Tuesday, October 11, 2011

A Strange Trail Running Affair

I have the same problem with running trails I used to have with women.  I seek out the one that are gorgeous and difficult ones, and the few and fleeting good times seemed to be worth all the pain.  Sure, trail running is full of aesthetic beauty and training benefits you can’t find on the roads, and it’s a great way to train as you constantly have to adapt to the changing terrain.  But that leads to more risk for injuries, and I’ve had plenty of bruised toes, sore knees, strained ankles, and even a dislocated shoulder to show for it. 

All course seeking beauty and overcoming barriers and taking risks is good attitude for a runner, but this approach in your personal life can cause you to seek love from people you shouldn’t fall in love with.  Thankfully, a good therapist showed me the errors of my ways in personal relationships, but this desire to keep running on the trails seems like I’m stuck in a bad love affair.

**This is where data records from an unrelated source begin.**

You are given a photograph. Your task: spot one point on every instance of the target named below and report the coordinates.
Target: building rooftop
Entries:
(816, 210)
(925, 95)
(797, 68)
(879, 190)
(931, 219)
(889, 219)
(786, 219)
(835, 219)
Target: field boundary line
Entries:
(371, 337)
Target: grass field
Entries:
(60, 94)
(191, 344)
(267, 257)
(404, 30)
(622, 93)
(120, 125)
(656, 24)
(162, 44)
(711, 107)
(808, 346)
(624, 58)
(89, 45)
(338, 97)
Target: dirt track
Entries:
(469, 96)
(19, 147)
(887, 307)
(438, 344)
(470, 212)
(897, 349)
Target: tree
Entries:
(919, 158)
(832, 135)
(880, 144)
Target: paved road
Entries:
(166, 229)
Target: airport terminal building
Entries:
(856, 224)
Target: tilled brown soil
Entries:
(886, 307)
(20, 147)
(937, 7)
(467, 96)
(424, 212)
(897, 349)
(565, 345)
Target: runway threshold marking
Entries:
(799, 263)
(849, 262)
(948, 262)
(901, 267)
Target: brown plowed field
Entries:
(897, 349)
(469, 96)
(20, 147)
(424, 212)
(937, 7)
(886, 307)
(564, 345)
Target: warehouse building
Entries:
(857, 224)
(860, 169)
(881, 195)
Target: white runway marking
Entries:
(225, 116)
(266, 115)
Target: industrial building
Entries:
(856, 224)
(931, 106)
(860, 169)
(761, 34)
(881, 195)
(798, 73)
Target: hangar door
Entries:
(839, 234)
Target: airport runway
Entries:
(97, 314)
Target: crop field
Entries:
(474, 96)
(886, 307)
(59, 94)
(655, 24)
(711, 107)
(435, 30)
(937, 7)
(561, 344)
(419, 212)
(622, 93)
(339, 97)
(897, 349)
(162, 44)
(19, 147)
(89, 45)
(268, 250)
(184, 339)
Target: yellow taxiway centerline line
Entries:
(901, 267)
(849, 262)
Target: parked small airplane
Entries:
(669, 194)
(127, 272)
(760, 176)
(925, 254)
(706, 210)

I first realized this on a hiking trip to Berry Creek Falls in Big Basin State Park in the Santa Cruz Mountains a couple years ago.   I had run a competitive half-marathon through those very trails only a few months earlier, but found the trails on that hike almost completely unrecognizable. That’s because I ran the half-marathon like a hunted animal, desperately focused on the uneven, rocky ground just a few feet ahead of me in order to avoid a serious face plant, ignoring the towering redwoods overhead and panoramic views of the surrounding mountains.  The set of cascading waterfalls in the center of the park is a place where people linger, relax, and enjoy the unique sights and peaceful sounds, but they were just an anomalous sparkling blip I blew by during the half-marathon race.  This leisurely hike through these same woods made me realize that running or hiking through the woods creates a totally different perspective and appreciation of the forest. 
So these days, a bit older and presumably wiser, when I get to the top of the hill or to a scenic overlook, it’s time to stop for a few seconds and enjoy the view before hurrying along.  I now realize this brief interlude is something I deserve, but the nagging injuries from the trails keep coming, especially since I'm not getting any younger.  But despite the problems, I don't want to give up on this relationship.  I may be blind, but I still think we can work through all this.